We are currently using Java Compiler 11 and deploy our main artifacts to Java 11. No problem here.
Unfortunately, a service we use only supports Java 8 so we compile some of them targetting Java 8. No problem here.
Our issue is that developers might reference methods that are not available at runtime in Java 8. E.g. List.of()
, Optional::stream
, etc. javac
version 11 will compile it to Java 8, but an exception will be thrown when executed on JVM version 8.
The later is easy enough to identify with a simple grep statement, but the latter is trickier and involves understanding the code/AST.
I checked the docs for Checkstyle, Spotbugs and PMD with no success. IntelliJ is actually very good at this, but it cannot be integrated into our CI pipeline.
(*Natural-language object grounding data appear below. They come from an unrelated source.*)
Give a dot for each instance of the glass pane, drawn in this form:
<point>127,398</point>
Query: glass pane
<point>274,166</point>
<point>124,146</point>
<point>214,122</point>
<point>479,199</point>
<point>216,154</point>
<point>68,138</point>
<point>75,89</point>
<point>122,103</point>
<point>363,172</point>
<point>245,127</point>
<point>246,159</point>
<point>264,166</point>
And we got this naive/simplistic grep statement:
grep --recursive --extended-regexp '[ \(](List|Set|Map).of' 'our_project'
We would like to have an accurate way to identify incompatible API.
Before Java 9, you'd need to use either the Animal Sniffer Plugin or configure the correct -bootclasspath
for javac (Under Cross-Compilation-Options on javac) along with the -target
option or just use the exact same JDK version.
Since Java 9, there is a new command line option, which solves this problem: --release
. Just use e.g. --release 8
to compile for Java8 and javac should fail with a compilation error, if you use any API, that is only available in a later version.